Ensaio sobre nada – Ensaio Palavra-Imagem com Carola Saavedra e Ismail Zaidy
Convidei a escritora brasileira nascida no Chile, Carola Saavedra para mergulhar com palavras nas imagens do marroquino Ismail Zaidy. Inspirada por Clarice, Cortázar e Bolaño, Saavedra é autora dos romances Toda Terça (2007), Flores azuis (2008, que ganhou o prêmio de melhor romance pela APCA), Paisagem com dromedário (2010, prêmio Rachel de Queiroz), O inventário das coisas ausentes (2014), Com Armas Sonolentas (Companhia das Letras) e acaba de lançar “O mundo desdobrável” pela editora Relicário. O fotógrafo Ismail Zaidy é autodidata. Com fotografias silenciosas e com elementos minimalistas de sonho inspirados em sua cultura e vida cotidiana, pretende minimizar os estereótipos associados ao seu país, além de criar imagens esteticamente muito sublimes e potentes. O encontro entre os dois foi super azeitado e rendeu um texto que nos faz refletir sobre a vida, a morte e o nada.
Ensaio sobre nada
Cada vez me afasto mais de mim. Não é algo que me incomode, essa distância. Ao contrário, encaro a minha ausência com grande alegria. Não mais precisar existir. Ao menos não dessa maneira insistente. Histriônica. Existir como quem pula gritando no abismo, huaaaaaaááá. Existir em furta-cor. Não, agora apenas uma existência mínima. Existo minimamente, em silêncio. Caminho imperceptível. Não, não é a morte, que a morte é uma espécie de escárnio. Falo de outra coisa.
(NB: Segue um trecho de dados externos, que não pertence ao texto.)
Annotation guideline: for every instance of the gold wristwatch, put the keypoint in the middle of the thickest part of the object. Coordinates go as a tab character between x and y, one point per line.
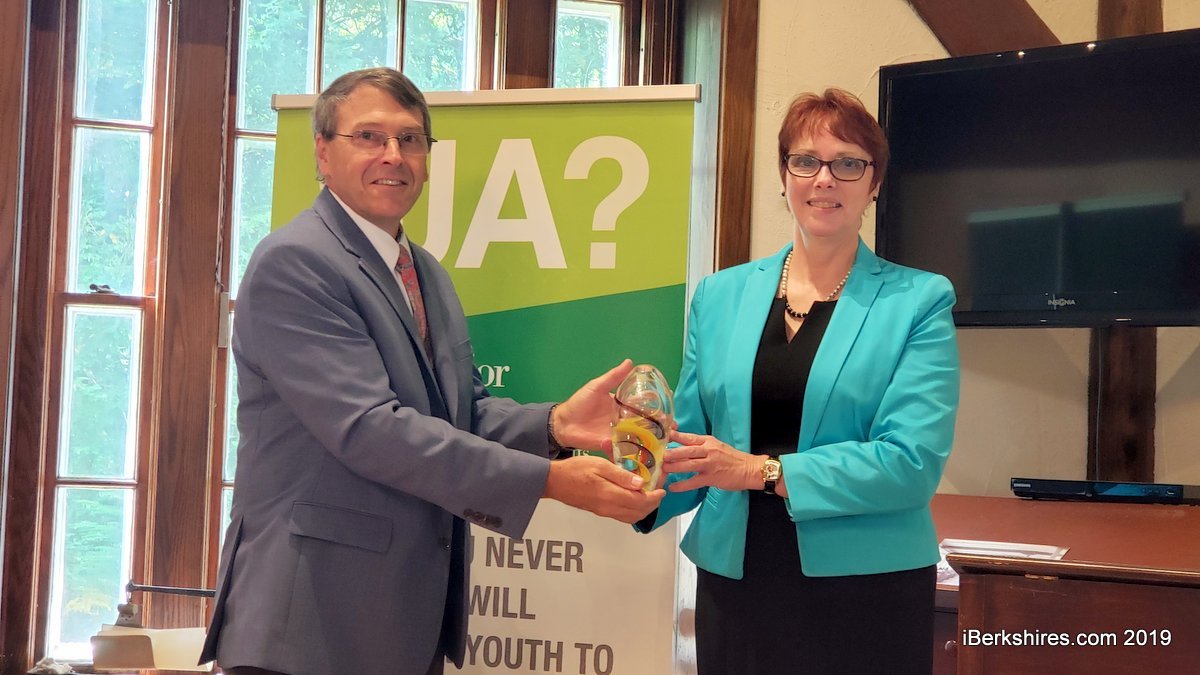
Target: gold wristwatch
771	472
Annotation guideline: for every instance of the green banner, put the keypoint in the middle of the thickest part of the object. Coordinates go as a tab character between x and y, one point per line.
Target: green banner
564	227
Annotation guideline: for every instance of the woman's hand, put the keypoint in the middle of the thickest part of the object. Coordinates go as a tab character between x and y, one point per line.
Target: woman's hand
714	463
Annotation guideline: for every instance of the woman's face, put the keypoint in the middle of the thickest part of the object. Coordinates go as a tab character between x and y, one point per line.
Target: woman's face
823	205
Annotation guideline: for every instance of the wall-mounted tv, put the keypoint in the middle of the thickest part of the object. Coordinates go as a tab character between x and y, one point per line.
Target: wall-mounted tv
1054	186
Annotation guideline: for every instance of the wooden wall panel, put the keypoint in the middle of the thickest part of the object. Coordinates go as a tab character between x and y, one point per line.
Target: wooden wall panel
18	610
13	25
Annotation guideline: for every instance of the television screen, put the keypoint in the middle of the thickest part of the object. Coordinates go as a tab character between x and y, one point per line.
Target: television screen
1056	186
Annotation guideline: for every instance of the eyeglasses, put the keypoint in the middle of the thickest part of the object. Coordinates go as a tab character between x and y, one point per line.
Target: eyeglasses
411	142
843	168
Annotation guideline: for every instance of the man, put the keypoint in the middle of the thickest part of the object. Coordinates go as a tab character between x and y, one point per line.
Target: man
367	440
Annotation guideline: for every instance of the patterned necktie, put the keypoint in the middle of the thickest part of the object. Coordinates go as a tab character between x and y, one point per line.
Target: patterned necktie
408	275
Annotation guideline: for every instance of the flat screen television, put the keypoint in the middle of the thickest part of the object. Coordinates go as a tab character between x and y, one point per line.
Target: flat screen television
1055	186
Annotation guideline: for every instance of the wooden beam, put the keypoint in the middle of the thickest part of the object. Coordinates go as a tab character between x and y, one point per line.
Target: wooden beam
984	25
720	53
1122	18
195	179
1122	362
526	42
1121	393
660	42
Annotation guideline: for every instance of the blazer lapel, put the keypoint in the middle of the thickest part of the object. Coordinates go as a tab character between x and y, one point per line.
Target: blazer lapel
354	242
757	296
845	326
437	298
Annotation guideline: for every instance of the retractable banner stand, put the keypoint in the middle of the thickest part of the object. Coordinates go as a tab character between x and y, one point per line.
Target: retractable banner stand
562	216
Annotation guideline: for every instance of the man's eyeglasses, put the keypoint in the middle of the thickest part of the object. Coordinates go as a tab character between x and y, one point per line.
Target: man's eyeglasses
843	168
411	142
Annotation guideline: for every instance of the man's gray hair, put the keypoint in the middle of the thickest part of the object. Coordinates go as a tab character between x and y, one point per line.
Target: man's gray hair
390	81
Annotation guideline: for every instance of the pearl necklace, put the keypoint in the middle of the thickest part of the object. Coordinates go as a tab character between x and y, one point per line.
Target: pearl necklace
783	290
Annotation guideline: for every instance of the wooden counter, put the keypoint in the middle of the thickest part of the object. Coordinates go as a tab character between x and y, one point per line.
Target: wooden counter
1127	567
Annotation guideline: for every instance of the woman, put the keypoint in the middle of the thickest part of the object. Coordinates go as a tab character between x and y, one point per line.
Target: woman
816	411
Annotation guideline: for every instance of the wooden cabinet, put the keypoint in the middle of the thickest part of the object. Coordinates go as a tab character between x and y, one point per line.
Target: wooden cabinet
1131	577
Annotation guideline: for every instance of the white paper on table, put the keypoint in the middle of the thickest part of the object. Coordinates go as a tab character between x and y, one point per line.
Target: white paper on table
166	649
948	577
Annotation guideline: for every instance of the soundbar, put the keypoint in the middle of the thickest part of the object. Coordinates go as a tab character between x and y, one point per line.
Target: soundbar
1107	491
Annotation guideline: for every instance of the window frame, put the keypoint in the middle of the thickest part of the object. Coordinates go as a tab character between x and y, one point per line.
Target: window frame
183	366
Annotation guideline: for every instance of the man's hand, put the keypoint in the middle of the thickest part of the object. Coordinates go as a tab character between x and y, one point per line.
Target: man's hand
600	487
714	463
583	420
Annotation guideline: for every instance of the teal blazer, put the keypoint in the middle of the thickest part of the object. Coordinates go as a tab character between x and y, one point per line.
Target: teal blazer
877	425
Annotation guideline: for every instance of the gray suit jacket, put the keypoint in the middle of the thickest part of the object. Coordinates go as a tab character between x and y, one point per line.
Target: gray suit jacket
360	459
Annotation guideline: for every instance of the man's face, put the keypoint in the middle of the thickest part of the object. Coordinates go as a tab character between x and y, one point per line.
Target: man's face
379	184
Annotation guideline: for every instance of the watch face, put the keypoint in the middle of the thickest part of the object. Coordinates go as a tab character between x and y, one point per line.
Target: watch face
772	470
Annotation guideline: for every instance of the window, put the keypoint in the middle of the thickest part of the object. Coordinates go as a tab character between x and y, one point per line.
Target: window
587	43
439	53
105	303
96	358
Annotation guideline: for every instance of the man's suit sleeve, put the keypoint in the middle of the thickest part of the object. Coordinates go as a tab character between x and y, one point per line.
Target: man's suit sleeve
910	436
299	328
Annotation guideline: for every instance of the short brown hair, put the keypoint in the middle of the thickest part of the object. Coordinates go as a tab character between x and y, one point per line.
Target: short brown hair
390	81
841	114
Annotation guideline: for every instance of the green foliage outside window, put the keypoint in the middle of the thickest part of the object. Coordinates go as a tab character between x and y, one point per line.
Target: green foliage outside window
94	560
436	45
359	34
113	59
111	195
581	51
276	57
101	416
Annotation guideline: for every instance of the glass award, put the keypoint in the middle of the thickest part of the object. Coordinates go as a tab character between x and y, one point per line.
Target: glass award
643	414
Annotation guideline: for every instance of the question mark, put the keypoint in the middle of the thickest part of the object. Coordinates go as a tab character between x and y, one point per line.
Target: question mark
635	173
Leio os cartazes nas ruas:
Encontre o seu verdadeiro eu
Ganhe auto-estima
Ame-se
Como conseguir tudo o que você sempre desejou
Trago o seu amor em três dias
Uma cigana lê a minha mão. Ela diz, que estranho, nunca vi nada assim, essa mão não tem futuro. Também não tem passado. O que faço, eu lhe pergunto. É preciso desenhar novas linhas. A cigana vai embora. Eu pego uma caneta e desenho um contorno, depois linhas na palma da mão, a linha da vida, a linha do destino, do amor… desenho símbolos indescifráveis sobre a linha do amor.
Pronto.
Passam-se três dias e três noites.
Já não me amo. Para horror de muitos. Me deixo ir. Olho para dentro de mim mesma e não encontro nada. O âmago. Olho para o âmago e o sol brilha intenso sobre os meus olhos. Feito pequenos brilhos numa pedra. Dentro da pedra não há escultura, dentro da pedra não há nada, apenas espaço vazio por onde enxergo a paisagem, o vento que sopra a copa das árvores, as águas de um rio, as estações do ano e o tempo que volta e volta e volta. Dentro da pedra há somente pedra ao redor de tudo o que há. Mundo. Não, não é a morte. Ao contrário, é a vida.